Sema törenindeki postun sırrı
Abone olSema töreni ne anlamlar içeriyor biliyor muydunuz? Her bir hareket inçce mesajlar ve manalarla yüklü.
İNTERNETHABER- Semazenin boynunun
bükülüşü ve sağ kolu üzerine öksüzce yaslanışında öylesine bir
kendinden geçiş vardır ki etkilenmemek mümkün değildir.
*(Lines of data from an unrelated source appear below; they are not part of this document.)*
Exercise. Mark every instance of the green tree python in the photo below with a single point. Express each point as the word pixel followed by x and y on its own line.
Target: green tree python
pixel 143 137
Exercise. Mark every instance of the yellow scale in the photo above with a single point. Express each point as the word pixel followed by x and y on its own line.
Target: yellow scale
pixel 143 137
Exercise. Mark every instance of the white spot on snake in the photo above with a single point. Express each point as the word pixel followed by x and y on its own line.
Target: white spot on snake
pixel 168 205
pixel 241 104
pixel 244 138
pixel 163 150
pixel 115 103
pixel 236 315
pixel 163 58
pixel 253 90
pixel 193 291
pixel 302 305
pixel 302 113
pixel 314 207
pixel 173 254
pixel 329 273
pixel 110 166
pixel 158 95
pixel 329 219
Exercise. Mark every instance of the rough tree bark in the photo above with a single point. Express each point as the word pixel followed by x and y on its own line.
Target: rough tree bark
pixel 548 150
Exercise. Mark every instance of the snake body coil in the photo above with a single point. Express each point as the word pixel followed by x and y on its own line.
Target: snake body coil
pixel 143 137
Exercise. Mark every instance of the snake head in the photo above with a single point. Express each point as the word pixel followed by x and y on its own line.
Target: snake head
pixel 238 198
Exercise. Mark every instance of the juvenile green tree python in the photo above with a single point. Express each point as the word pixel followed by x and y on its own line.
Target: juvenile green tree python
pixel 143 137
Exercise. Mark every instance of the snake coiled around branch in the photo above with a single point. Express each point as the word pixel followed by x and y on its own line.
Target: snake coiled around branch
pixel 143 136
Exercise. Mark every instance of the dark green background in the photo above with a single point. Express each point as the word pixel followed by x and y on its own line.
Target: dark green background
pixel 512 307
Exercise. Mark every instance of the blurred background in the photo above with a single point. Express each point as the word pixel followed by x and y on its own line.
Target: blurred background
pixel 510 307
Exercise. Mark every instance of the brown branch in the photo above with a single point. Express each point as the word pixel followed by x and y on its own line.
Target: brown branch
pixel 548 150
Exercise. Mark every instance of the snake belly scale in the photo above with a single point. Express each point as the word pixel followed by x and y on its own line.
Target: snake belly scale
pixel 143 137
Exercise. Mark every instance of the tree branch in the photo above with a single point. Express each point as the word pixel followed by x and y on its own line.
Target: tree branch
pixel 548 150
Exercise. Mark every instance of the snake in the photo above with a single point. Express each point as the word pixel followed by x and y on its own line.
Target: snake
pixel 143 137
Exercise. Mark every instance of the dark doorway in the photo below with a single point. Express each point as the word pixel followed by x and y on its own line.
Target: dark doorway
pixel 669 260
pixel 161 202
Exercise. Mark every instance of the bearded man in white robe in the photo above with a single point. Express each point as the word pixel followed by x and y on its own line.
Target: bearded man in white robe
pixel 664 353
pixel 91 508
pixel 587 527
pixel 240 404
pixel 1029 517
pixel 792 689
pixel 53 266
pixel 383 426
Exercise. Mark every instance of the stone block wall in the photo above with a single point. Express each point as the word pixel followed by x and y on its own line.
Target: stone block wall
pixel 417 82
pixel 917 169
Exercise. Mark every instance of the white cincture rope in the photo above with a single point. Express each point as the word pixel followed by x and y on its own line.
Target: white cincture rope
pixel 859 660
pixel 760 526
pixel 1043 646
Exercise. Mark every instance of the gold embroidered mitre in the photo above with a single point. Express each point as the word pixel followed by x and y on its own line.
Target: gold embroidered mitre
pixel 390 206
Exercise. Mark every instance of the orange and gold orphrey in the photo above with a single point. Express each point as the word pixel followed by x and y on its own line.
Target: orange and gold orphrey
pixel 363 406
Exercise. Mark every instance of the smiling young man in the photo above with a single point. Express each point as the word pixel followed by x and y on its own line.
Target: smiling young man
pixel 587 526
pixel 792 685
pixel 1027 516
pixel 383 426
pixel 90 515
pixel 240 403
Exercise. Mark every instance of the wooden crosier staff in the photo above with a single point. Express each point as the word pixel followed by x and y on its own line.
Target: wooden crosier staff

Sema etkileyicidir çünkü Mevlevilik konusunda en ufak bir bilgisi
olmayan bir insan bile semanın bambaşka bir dünyaya işaret ettiğini
hemen sezinler.
Gerçektende sema ve Mevlana bildiğimiz alıştığımız dünyanın
ötesindeki gerçekliğe açılan kapıdır.
“Bizim gönlümüzde dönüp duran bir sır vardır. Yaratılan her şey o
sırra bağladır. Kat kat şu gökyüzü bile. Onun yüzünden dönüp
duruyor” diyen Mevlana ve İslam sufizmine göre her insanın
yüreğinde sır adı verilen bir şey saklıdır. Bu sır her insana
verilmez.
Bu sırra ancak uzun çabalar ve lütuf sayesinde ulaşılır. Bu sır
büyük tasavvuf şairi Türk Yunus Emre’nin “bir ben vardır bende
benden içeri” dediği şeydir.
İşte sema töreni İslam sufizminde Nur-u Muhammedi denen yüce ruhun
yaratılıp ‘kün’ ol emriyle başlayan iniş ve sonra da insan-ı kamil
olmaya doğru yükselişini anlatır.
Ritüellerin neyi işaret ettiğini, neyi ifade ettiğini
araştırdık. Ortaya uzun bir yazı çıktı. Çünkü Sema töreni çeşitli
bölümlerden oluşuyor. Bugün sizlere semazenlerin dizilişi, dede
efendinin kırmızı post kamamında yerini alması, semazenlerin
birbirini selamlaması ve yere oturması, ney taksimi, devri veledi
denilen üç dairevi dönüşün ne anlamlara aktaracağız..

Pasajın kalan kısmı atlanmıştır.